En primer lugar, la próxima ola de permisos europeos para hiperescaladores requerirá evaluaciones cuantificadas de islas de calor y de impacto en el agua como condición para su aprobación. Aragón y el corredor de Madrid serán los casos de prueba. Los operadores que no puedan modelar y mitigar la huella térmica de seis millas no obtendrán permisos en 2027 y más allá.
En segundo lugar, la recuperación del calor residual pasa del teatro de la sostenibilidad a la necesidad comercial. La UE ha identificado unos 221 TWh teóricos por año de calor residual recuperable de los centros de datos: el 12% de la demanda de calefacción urbana de la UE. Estocolmo y Helsinki ya lo monetizan. El resto del continente se verá obligado a hacerlo.

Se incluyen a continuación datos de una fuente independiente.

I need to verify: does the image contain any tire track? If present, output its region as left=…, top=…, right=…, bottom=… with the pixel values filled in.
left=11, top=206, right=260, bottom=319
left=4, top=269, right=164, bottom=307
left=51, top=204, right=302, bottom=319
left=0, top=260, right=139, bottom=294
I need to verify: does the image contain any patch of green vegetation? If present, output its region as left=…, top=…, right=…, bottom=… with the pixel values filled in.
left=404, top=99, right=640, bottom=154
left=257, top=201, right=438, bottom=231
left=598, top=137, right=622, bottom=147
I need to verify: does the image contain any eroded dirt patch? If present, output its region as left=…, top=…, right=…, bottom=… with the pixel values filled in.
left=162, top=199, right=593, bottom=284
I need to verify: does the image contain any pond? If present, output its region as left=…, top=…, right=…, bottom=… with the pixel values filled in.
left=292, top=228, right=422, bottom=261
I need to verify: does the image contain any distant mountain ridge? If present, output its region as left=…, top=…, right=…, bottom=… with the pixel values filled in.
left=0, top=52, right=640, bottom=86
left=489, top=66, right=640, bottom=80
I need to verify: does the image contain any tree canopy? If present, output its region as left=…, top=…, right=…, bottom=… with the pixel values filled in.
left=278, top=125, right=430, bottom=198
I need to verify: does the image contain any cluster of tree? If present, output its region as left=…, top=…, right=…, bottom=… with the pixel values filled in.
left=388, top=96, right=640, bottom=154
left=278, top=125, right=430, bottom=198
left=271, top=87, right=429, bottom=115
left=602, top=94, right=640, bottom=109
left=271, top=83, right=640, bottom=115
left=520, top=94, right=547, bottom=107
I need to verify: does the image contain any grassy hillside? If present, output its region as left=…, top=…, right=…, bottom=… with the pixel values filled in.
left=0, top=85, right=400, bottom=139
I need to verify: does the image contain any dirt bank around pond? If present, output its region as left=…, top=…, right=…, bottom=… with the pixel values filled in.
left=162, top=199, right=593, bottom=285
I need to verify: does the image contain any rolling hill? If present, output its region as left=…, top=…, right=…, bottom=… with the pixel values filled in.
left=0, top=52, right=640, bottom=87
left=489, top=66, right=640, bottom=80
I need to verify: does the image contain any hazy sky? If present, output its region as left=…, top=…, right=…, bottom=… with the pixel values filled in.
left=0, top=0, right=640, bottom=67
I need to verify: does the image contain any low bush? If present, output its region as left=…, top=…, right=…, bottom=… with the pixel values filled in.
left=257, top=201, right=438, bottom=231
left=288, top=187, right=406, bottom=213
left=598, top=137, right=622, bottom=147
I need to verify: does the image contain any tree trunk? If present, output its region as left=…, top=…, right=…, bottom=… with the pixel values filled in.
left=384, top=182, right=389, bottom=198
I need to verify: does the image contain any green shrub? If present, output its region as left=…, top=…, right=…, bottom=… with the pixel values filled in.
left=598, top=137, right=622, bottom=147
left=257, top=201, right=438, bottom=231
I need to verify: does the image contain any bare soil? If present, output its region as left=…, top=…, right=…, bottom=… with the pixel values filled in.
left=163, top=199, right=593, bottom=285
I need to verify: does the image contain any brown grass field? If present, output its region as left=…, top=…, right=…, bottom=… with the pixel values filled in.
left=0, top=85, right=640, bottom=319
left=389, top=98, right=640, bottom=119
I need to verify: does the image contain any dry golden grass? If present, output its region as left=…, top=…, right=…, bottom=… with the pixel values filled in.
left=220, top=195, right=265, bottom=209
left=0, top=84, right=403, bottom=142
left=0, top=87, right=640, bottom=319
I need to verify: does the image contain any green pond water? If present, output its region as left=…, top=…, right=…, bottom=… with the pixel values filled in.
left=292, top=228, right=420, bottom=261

En tercer lugar, el mapa informático de IA de Europa se comprimirá. La energía, el agua y la tolerancia política ahora apuntan a un número menor de ubicaciones viables para hiperescaladores de lo que supone el gasoducto especulativo. Los países nórdicos, partes de Francia con excedente de carga nuclear y sitios ibéricos seleccionados con nuevas conexiones eólicas marinas absorberán la carga. El resto del oleoducto propuesto, en términos comerciales, ya está estancado.
Cambridge ha entregado a los reguladores europeos el número que necesitaban. El mercado aún no ha puesto precio.